2009 Portland GSA Annual Meeting (18-21 October 2009)

Paper No. 15
Presentation Time: 5:15 PM

MAMMOTH BURPS: DID HUMAN IMPACTS ON THE ENVIRONMENT PREDATE THE HOLOCENE?


SMITH, Felisa, Biology, University of New Mexico, MSC 03-2020, 1 University of New Mexico, Albuquerque, NM 87131, ELLIOTT, Scott M., Climate, Ocean, Sea Ice Modeling Team, Los Alamos National Laboratory, Los Alamos, NM 87545 and LYONS, S. Kathleen, Department of Paleobiology, National Museum of Natural History, Smithsonian Institution, P.O. Box 37012, Washington, DC 20013, fasmith@unm.edu

The human-mediated extinction of large herbivorous megafauna in the late Pleistocene had profound effects on terrestrial community structure and function, but may also have influenced atmospheric gas exchange.
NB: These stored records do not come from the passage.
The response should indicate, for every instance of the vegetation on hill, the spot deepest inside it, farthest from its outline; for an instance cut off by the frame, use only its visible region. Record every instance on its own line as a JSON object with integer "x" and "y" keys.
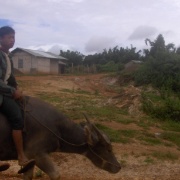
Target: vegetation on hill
{"x": 160, "y": 69}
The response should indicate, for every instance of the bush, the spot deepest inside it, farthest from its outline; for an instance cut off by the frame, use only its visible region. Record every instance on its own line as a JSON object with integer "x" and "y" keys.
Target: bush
{"x": 162, "y": 107}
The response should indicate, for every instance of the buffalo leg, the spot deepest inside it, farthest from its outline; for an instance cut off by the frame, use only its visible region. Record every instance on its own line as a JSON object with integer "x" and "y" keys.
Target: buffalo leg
{"x": 44, "y": 162}
{"x": 28, "y": 175}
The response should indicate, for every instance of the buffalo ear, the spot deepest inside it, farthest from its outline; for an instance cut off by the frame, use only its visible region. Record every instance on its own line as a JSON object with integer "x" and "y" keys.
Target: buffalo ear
{"x": 91, "y": 137}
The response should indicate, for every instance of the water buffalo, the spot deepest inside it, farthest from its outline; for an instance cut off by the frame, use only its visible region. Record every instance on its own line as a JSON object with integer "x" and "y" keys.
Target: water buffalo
{"x": 48, "y": 130}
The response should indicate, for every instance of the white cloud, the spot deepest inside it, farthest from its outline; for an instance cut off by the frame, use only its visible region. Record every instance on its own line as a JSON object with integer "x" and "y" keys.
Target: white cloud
{"x": 76, "y": 23}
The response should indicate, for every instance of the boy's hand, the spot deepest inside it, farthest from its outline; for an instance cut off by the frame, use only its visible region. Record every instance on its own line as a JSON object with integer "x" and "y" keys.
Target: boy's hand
{"x": 17, "y": 94}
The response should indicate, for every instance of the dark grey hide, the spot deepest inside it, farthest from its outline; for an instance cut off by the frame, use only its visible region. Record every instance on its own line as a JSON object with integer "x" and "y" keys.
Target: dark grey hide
{"x": 45, "y": 132}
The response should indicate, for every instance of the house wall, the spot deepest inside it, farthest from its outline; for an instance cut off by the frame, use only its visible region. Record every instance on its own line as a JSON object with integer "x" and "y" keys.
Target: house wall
{"x": 31, "y": 64}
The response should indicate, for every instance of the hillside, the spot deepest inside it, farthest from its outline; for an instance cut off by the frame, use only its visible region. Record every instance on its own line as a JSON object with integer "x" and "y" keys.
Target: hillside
{"x": 147, "y": 148}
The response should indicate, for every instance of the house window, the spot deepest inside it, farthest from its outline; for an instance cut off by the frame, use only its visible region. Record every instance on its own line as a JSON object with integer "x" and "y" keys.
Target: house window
{"x": 20, "y": 63}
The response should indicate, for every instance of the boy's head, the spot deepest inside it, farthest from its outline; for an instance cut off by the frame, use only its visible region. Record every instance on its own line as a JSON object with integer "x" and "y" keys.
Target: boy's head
{"x": 7, "y": 37}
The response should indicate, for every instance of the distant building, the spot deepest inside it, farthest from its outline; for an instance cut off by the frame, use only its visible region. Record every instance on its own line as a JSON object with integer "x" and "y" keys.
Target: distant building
{"x": 37, "y": 62}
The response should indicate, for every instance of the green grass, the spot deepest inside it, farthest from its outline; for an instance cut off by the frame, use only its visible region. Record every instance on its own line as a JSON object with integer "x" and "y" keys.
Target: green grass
{"x": 149, "y": 160}
{"x": 165, "y": 156}
{"x": 116, "y": 135}
{"x": 171, "y": 126}
{"x": 172, "y": 137}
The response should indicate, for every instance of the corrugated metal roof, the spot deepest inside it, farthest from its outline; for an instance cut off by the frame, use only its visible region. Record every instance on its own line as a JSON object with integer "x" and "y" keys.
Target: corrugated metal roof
{"x": 42, "y": 54}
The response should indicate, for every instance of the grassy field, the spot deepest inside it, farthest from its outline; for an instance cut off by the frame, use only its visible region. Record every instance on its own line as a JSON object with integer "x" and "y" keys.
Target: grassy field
{"x": 152, "y": 134}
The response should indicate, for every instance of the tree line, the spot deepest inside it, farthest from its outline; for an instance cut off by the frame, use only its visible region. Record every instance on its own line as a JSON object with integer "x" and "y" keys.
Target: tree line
{"x": 160, "y": 69}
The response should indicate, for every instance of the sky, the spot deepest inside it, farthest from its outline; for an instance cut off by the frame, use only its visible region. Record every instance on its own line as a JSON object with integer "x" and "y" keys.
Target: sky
{"x": 90, "y": 26}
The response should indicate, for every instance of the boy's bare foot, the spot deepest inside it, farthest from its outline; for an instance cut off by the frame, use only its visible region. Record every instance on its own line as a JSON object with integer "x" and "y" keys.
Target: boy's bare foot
{"x": 4, "y": 166}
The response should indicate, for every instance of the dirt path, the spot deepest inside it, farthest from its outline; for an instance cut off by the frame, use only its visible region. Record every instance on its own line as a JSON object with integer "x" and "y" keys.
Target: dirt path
{"x": 133, "y": 156}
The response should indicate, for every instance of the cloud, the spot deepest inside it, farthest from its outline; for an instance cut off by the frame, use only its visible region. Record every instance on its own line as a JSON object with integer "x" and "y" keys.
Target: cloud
{"x": 142, "y": 32}
{"x": 89, "y": 26}
{"x": 97, "y": 44}
{"x": 54, "y": 48}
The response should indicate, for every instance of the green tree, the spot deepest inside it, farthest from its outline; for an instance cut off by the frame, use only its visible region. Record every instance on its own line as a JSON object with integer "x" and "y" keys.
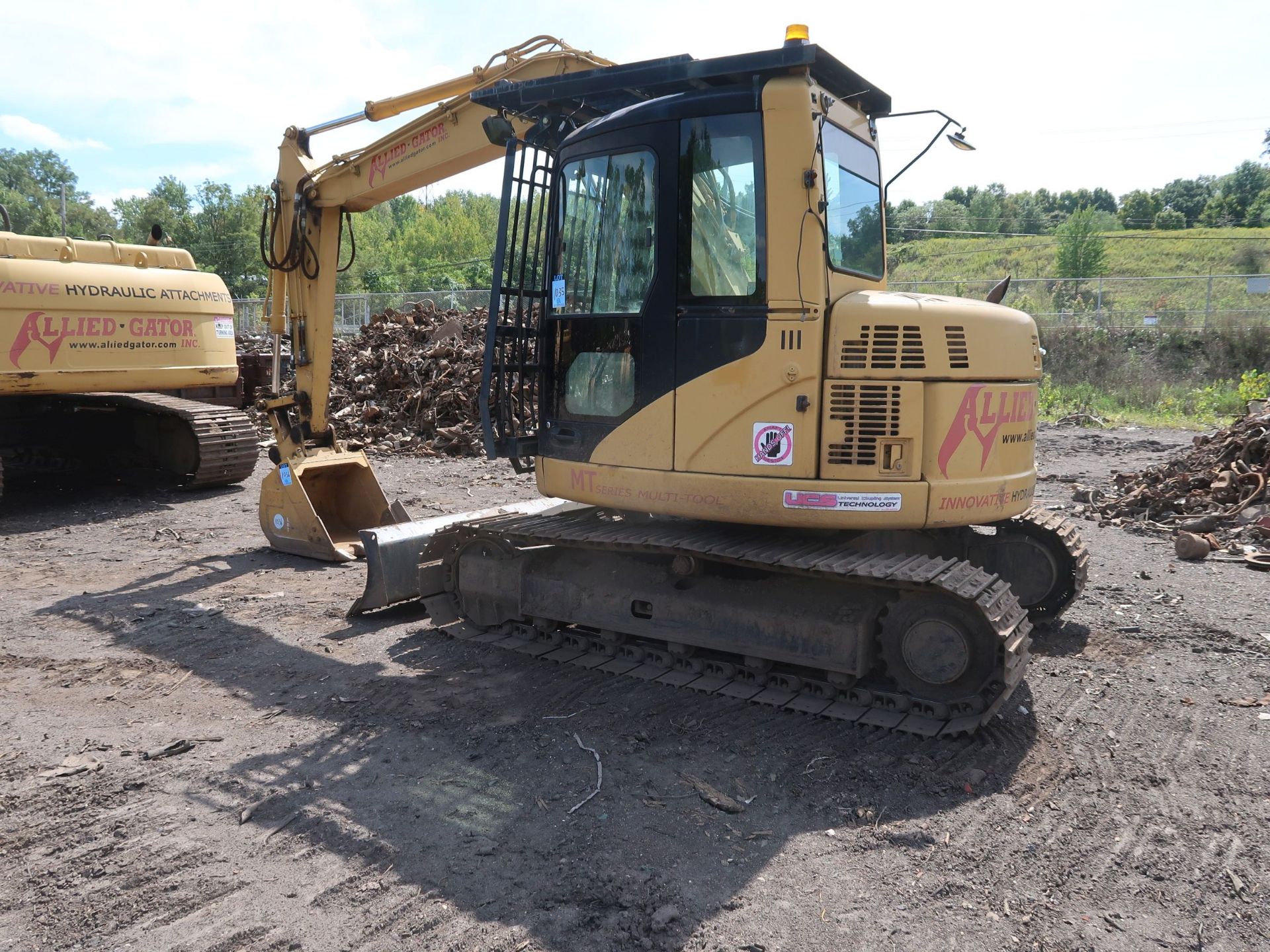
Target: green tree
{"x": 986, "y": 212}
{"x": 1188, "y": 196}
{"x": 1081, "y": 249}
{"x": 1221, "y": 212}
{"x": 224, "y": 237}
{"x": 1104, "y": 201}
{"x": 948, "y": 215}
{"x": 1245, "y": 183}
{"x": 167, "y": 205}
{"x": 907, "y": 222}
{"x": 1138, "y": 208}
{"x": 31, "y": 188}
{"x": 1259, "y": 212}
{"x": 962, "y": 196}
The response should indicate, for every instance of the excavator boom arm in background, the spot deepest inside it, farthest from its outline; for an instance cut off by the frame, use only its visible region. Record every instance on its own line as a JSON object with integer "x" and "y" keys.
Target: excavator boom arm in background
{"x": 320, "y": 494}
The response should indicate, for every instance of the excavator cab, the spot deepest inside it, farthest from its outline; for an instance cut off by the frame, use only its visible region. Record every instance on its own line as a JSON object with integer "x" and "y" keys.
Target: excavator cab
{"x": 786, "y": 483}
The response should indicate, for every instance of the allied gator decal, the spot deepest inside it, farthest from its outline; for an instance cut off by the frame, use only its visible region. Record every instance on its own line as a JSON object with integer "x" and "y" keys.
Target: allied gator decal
{"x": 99, "y": 332}
{"x": 984, "y": 412}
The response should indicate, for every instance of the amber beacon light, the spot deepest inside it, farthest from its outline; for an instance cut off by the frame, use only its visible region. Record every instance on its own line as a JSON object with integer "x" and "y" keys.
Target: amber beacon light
{"x": 796, "y": 33}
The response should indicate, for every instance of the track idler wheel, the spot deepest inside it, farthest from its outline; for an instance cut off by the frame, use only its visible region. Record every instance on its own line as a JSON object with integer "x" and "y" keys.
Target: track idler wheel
{"x": 937, "y": 649}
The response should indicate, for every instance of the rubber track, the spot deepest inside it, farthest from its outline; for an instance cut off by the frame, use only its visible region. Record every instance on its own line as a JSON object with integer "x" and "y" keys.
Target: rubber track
{"x": 228, "y": 447}
{"x": 1062, "y": 532}
{"x": 977, "y": 589}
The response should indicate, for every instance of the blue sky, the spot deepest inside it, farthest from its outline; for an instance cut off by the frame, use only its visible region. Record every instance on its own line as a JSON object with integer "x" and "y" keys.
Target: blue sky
{"x": 1060, "y": 95}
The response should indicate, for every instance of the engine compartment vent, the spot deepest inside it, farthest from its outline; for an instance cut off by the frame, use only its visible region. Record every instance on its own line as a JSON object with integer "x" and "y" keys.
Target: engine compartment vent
{"x": 869, "y": 413}
{"x": 884, "y": 347}
{"x": 959, "y": 357}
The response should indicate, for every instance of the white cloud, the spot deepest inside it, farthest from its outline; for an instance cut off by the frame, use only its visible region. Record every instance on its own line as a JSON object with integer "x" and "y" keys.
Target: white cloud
{"x": 23, "y": 130}
{"x": 107, "y": 200}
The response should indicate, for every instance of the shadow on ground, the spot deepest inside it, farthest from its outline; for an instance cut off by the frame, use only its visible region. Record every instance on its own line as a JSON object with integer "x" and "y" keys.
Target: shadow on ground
{"x": 456, "y": 766}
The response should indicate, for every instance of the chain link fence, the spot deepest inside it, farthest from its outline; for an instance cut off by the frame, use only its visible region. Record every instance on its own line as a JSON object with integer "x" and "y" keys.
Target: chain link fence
{"x": 1185, "y": 301}
{"x": 352, "y": 311}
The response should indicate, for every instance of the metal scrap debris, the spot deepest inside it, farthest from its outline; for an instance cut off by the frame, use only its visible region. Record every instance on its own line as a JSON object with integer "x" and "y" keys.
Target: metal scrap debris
{"x": 71, "y": 766}
{"x": 1216, "y": 491}
{"x": 409, "y": 382}
{"x": 714, "y": 796}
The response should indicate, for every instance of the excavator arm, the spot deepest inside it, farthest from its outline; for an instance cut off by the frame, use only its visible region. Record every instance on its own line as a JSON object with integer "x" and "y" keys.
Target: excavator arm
{"x": 320, "y": 494}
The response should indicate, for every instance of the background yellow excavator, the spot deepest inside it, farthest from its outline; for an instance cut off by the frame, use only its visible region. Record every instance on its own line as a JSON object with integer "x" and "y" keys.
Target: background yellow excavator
{"x": 101, "y": 343}
{"x": 785, "y": 483}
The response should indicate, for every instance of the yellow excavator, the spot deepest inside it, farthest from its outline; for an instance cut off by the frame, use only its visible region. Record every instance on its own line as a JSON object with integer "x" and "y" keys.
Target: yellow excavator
{"x": 101, "y": 347}
{"x": 765, "y": 475}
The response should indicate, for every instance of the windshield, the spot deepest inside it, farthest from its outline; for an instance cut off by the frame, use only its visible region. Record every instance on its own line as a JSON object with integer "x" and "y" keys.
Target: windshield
{"x": 607, "y": 234}
{"x": 719, "y": 159}
{"x": 854, "y": 193}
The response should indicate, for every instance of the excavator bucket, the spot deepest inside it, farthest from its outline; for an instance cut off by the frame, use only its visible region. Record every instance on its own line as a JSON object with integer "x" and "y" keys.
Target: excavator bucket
{"x": 393, "y": 553}
{"x": 318, "y": 506}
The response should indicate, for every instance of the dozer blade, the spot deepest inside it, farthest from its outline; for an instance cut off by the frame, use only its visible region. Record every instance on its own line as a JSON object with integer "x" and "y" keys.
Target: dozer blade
{"x": 317, "y": 507}
{"x": 393, "y": 553}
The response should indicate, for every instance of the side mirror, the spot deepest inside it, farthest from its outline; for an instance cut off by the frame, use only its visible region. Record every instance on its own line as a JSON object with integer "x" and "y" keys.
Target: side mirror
{"x": 498, "y": 130}
{"x": 999, "y": 292}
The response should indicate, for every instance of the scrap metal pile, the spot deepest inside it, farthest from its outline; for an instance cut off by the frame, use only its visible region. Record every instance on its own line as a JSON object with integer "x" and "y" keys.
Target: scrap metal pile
{"x": 408, "y": 382}
{"x": 1214, "y": 491}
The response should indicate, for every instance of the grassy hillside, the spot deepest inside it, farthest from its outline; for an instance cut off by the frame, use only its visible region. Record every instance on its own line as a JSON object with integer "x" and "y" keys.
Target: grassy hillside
{"x": 977, "y": 263}
{"x": 1162, "y": 253}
Herbivorous mammals are major producers of methane, a potent greenhouse gas with a high global warming potential; domestic livestock currently contribute ~20% of the annual input. Here, using allometric relationships between body mass and density, methane production and estimates of geographic range, we calculate the annual decrease in methane production resulting from the extinction of 114 species of large-bodied herbivore from the Americas ~13,400-11,500 ybp. Our results suggest a loss of at least ~9.6 Tg (upper limit, 25.5 Tg) CH4 annually, sufficient to explain a significant portion (12.5-100%) of the ~200 ppbv drop detected in isotopic analyses of ice-core records. We suggest humans measurably influenced global biogeochemical processes long before the development of agriculture, complex civilizations and the obvious impacts of the industrial age.